On a visit to Herefordshire, where they met representatives of business organisations, council leaders, business owners and local residents, the Committee heard of many success stories – from businesses developing night vision equipment to food supply chain software provider – but also of the challenges facing further growth or the establishment of new businesses. Among those businesses were Muddy Boots Software, Westons Cider Mill, KGD Limited, Naked Creative, Caplor Energy and Sun Velo.

The Committee plans to make recommendations to government about measures which will help benefit the rural economy in England.

Chairman of the Committee Lord Foster of Bath said: “As in many other parts of the country, Herefordshire’s rural economy is doing well, helped by close working between bodies such as the Council, Local Enterprise Partnership and the Chambers of Commerce. The planned new Engineering-focused university in Hereford will provide further stimulus for growth. But the expansion of existing businesses and the establishment of new businesses is hampered by unreliable infrastructure, with a strong call for better mobile and broadband coverage.

“At the same time, we heard that agriculture remains the backbone of the rural economy but is also facing challenges, not least in attracting new recruits with the technological skills now needed in the industry.”
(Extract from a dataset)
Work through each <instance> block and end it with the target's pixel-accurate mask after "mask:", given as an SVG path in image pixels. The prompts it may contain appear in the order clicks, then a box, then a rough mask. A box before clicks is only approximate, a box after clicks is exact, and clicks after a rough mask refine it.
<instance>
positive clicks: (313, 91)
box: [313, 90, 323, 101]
In the afternoon, local representatives got a chance to tell Lord Foster of Bath their thoughts on the rural economy, at a round table held at Fownhope Memorial Hall. Also present for the meeting were, Baroness Rock, Baroness Humphreys, Baroness Pitkeathley, Baroness Mallalieu, Lord Colgrain, Earl of Caithness, and Roger Britton from Community First.

Rayeesa Asghar-Sandys (Rayeesa’s Indian Kitchen) said that Herefordshire is great for food, and there is such a buzz at the moment. She said:?“There are lots of new, exciting, independent producers, Don’t know if you’ve heard of Beefy Boys?” She said she would like to promote more food tourism in the county.

Parish Councillor, Kevin Braybrook, added that he would like centralised funding, to promote county-wide tourism.

Derek Colley (Trustee of the Fownhope Memorial Hall) also said that tourism is the biggest scope Herefordshire can offer. He suggested that discarded railways should be developed into cycle tracks. He said that this would take money to acquire, but not a lot to maintain, and would be much safer for cyclists to ride off-road.

Rayeesa Asghar-Sandys continued that her cookery school is located in a very rural area, and one of her main problems is transport. She believes this needs to be improved, perhaps with smaller minibuses in rural areas, or hoppers with shorter routes.

Anna Straker (Fownhope Medical Centre) added: “It deeply worries me, the amount of taxis arriving for appointments.”

Anna also said that although volunteers are fantastic, there are too many cuts to statutory services that can’t be solved by volunteers, such as mental health etc.

Another concern mentioned was the increasing number of older people in the village. Jaine Yule (Solarkinetics Ltd) said she would like there to be more opportunities for teenagers, so that they may stay in Herefordshire.

Sarah Coomer (Compassionate Community Scheme) added that there is a “huge aging population” with not enough elderly care homes.

Hannah Dale (Canwood Gallery) added that funding for the arts is vital. She said that her gallery (which is free to enter) can not continue without funding. She explained the important benefits of the arts, including mental health and wellbeing. Her gallery is very quiet, with very little light pollution - but it needs support to continue running.

She said that more rural art galleries are needed and London galleries need to support them. She added that the cost of a family travelling to London to view art is too expensive.

The Lord Foster of Bath thanked everyone for sharing their views and said that he had enjoyed a very stimulating, interesting day, with such hospitality.

He invited the representatives to email him if they had other concerns that they were unable to share during the meeting.